Existem cerca de 30,7 milhões de refugiados pelo clima no mundo, segundo Acnur / Acnur
Para Larrea, ainda que o discurso dominante seja de um ecologismo voltado ao mercado, para superar a situação atual de crise, é necessário reverter o modelo econômico predominante no mundo.
“Novamente devemos discutir a democratização do acesso à energia. Quem vai controlar essa energia verde? Terão um dono, terão propriedade intelectual? Serão de livre acesso? Ou irá acontecer o mesmo que estamos vendo agora com as vacinas?”, questiona o especialista em gestão ambiental.
De acordo com a Agência de Refugiados da ONU, existem 30,7 milhões de pessoas desalojadas em todo o mundo por conta dos efeitos do clima: tiveram suas casas destruídas por inundações, queimadas ou outros fenômenos gerados pelas mudanças climáticas.

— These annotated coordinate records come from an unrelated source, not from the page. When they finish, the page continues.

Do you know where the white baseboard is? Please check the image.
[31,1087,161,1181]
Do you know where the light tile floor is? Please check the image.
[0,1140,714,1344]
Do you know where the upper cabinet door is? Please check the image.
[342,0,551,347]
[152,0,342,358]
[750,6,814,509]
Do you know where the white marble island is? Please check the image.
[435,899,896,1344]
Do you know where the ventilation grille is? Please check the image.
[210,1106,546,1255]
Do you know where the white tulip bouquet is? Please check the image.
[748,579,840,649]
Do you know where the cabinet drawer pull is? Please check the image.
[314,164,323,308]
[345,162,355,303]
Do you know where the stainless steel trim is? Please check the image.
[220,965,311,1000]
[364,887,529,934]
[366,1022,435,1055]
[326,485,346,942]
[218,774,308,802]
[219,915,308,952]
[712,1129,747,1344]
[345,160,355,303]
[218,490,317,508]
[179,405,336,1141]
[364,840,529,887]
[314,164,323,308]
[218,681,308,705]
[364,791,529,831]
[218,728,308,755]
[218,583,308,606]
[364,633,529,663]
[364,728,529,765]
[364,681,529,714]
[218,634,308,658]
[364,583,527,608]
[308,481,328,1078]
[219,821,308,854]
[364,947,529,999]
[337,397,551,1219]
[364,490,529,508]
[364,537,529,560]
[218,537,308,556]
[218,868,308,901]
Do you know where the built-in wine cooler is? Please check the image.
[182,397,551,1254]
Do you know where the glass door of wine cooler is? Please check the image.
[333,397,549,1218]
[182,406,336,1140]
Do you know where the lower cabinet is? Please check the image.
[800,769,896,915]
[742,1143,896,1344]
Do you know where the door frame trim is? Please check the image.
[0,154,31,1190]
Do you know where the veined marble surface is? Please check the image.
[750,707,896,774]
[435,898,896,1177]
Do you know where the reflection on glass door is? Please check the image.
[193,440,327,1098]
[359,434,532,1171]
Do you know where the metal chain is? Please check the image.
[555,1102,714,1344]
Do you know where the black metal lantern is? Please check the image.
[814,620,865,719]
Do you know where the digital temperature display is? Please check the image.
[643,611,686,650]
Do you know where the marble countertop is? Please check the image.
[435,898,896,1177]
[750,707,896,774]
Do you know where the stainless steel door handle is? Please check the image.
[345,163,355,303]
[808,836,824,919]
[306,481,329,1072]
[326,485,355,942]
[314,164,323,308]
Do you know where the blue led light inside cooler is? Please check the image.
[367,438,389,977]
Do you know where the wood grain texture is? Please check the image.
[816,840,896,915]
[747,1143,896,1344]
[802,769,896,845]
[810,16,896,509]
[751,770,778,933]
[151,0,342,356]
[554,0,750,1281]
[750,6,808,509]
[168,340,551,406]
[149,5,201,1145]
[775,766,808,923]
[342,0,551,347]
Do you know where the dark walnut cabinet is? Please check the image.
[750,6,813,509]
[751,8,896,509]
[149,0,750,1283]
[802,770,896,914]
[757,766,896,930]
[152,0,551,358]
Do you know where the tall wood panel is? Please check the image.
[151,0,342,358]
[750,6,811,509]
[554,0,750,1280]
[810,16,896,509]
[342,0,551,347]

A expectativa é que até 2050, cerca de 200 milhões de pessoas dependam de ajuda humanitária por conta dos efeitos da crise climática global.
“Existe um ecologismo burguês, que muito facilmente se converte em ecofascismo, mas a luta ecologista é pela justiça social, é uma luta política, pela vida em geral e também pela vida humana, para que cada ser humano possa ter uma vida digna”, conclui Antonio Malo Larrea.